TEMPO Interaktif, Jakarta - Dua pejabat yang terlibat dalam proyek pengadaan Kartu Tanda Penduduk elektronik (e-KTP) dilaporkan ke Kepolisian Daerah Metro Jaya oleh Konsorsium Lintas Peruri, salah satu dari dua konsorsium yang kalah saat tender dilakukan.
Dua orang yang dilaporkan, yaitu Ketua Panitia Lelang Drajat Wisnu Setiawan dan Pejabat Pembuat Komitmen (PPK) Sugiarto. Mereka dilaporkan atas dugaan telah melanggar Pasal 378 KUHP tentang Penipuan, juncto Pasal 374 tentang Penggelapan, juncto Pasal 415 tentang Penyalahgunaan Wewenang, dan melanggar Pasal 22 juncto Pasal 48 ayat 2 Undang-Undang Nomor 5 Tahun 1999 mengenai Larangan Monopoli serta Pasal 52 Undang-Undang Nomor 14 Tahun 2010 tentang Informasi Publik.
"Panitia lelang tetap menerima dana Rp 50 juta dari konsorsium, padahal sebelumnya PPK sudah menandatangani kontrak dengan konsorsium Percetakan Negara Republik Indonesia (PNRI) sebagai pemenang lelang," kata Handika Honggowongso, kuasa hukum Konsorsium Lintas Peruri Solusi, Selasa, 13 September di Mapolda Metro Jaya.
Masalah itu sendiri berawal saat Konsorsium Lintas Peruri dan Konsorsium Telkom memasukkan surat sanggahan pada 5 Juli 2011 dan menyertakan uang jaminan bank senilai Rp 50 juta.

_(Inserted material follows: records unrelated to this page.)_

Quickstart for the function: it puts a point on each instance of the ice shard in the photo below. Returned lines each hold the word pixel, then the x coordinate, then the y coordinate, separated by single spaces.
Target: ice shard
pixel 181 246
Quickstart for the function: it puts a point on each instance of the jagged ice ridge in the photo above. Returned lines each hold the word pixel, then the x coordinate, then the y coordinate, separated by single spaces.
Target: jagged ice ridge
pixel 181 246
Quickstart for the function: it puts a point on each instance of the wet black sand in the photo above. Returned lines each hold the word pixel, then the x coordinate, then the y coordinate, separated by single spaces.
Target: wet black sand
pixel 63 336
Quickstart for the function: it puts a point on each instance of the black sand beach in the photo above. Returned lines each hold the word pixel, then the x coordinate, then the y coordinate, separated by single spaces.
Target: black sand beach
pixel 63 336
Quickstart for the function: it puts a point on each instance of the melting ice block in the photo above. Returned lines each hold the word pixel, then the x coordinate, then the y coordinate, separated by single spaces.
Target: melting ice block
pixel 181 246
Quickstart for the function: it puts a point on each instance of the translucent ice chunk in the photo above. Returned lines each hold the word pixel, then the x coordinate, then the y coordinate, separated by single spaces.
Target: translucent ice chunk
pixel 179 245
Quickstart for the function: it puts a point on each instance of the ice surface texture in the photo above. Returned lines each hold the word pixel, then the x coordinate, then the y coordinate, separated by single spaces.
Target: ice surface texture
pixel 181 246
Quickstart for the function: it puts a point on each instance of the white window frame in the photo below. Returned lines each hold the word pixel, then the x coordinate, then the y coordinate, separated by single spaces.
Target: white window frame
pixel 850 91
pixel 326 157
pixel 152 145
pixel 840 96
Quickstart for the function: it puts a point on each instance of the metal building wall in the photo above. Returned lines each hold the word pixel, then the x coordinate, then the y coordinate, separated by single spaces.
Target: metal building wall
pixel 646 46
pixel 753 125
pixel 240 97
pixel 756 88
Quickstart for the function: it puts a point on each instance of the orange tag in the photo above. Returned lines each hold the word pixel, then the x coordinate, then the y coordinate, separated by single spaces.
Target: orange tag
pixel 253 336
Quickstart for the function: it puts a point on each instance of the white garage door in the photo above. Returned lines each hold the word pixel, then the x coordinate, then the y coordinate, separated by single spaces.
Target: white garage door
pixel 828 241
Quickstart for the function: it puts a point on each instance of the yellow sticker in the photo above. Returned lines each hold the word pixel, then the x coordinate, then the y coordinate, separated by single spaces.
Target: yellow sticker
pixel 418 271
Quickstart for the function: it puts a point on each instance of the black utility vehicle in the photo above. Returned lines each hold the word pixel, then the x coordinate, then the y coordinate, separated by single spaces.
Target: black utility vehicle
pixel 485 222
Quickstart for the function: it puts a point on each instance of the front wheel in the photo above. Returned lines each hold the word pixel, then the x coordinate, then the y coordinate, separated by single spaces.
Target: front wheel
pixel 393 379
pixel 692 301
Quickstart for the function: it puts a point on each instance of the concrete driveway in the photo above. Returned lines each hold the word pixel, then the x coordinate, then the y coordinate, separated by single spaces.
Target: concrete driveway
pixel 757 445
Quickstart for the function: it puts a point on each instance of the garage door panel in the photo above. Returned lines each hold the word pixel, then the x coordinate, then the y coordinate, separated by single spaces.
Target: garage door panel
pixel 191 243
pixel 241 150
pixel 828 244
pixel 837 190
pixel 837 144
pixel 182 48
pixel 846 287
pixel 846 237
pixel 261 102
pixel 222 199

Surat sanggahan itu dikirim sebagai sanggahan atas ketidaklolosan mereka dalam tender yang dilakukan panitia lelang dengan alasan 'power supply' yang tidak memenuhi syarat.
"Padahal kami mengkopi langsung standar perusahaan di Amerika. Lagipula kami sudah dalam pengadaan alat e-KTP seperti di Yogyakarta, Denpasar, Buleleng, Cirebon, dan Padang," kata Handika lagi.
Menurut Handika, panitia lelang semestinya menolak dan menjelaskan bahwa sanggah banding sudah tidak berguna karena pada 29 Juni PPK sudah membuat surat penunjukan pemenangan PNRI. Penandatanganan kontrak PNRI dengan panitia lelang sendiri dilakukan pada 1 Juli.
"Mereka tetap menerima uang dan surat sanggahan itu. Seharusnya mereka menolak uang itu. Tapi tetap diterima dan tidak jelas penggunaannya. Seharusnya juga masuk kas negara, tapi tidak. Sepertinya digelapkan," ujar Handika menjelaskan laporan bernomor TBL/3120/IX/2011/PMJ/Ditreskrimum itu.
Kesalahan prosedur pantia lelang, menurut Handika, juga dikuatkan oleh surat Lembaga Kebijakan Pengadaan Barang/Jasa Pemerintah (LKPP) dalam surat tanggal 23 Agustus 2011. "Dalam surat itu, pada masa sanggah banding, pejabat seharusnya dilarang buat keputusan," kata Handika lagi.
Untuk memperkuat gugatan itu, Handika juga melampirkan barang bukti berupa surat kontrak pada 1 Juli. Selain itu, Handika juga meminta Polda Metro Jaya untuk mendatangkan tiga orang saksi, yaitu Direktur Utama Lintas Bumi Lestari, Winata Cahyadi; perwakilan PT Telkom, Arif Yahya; dan Menteri Dalam Negeri Gamawan Fauzi.
"Menteri Gamawan sebaiknya segera dipanggil karena ia yang paling bertanggung jawab. Sebelumnya, ia mengatakan akan mundur jika ada kesalahan prosedur dalam proses pengadaan e-KTP. Sekarang ada bukti kesalahan prosedur dan ia harus tanggung jawab," kata Handika.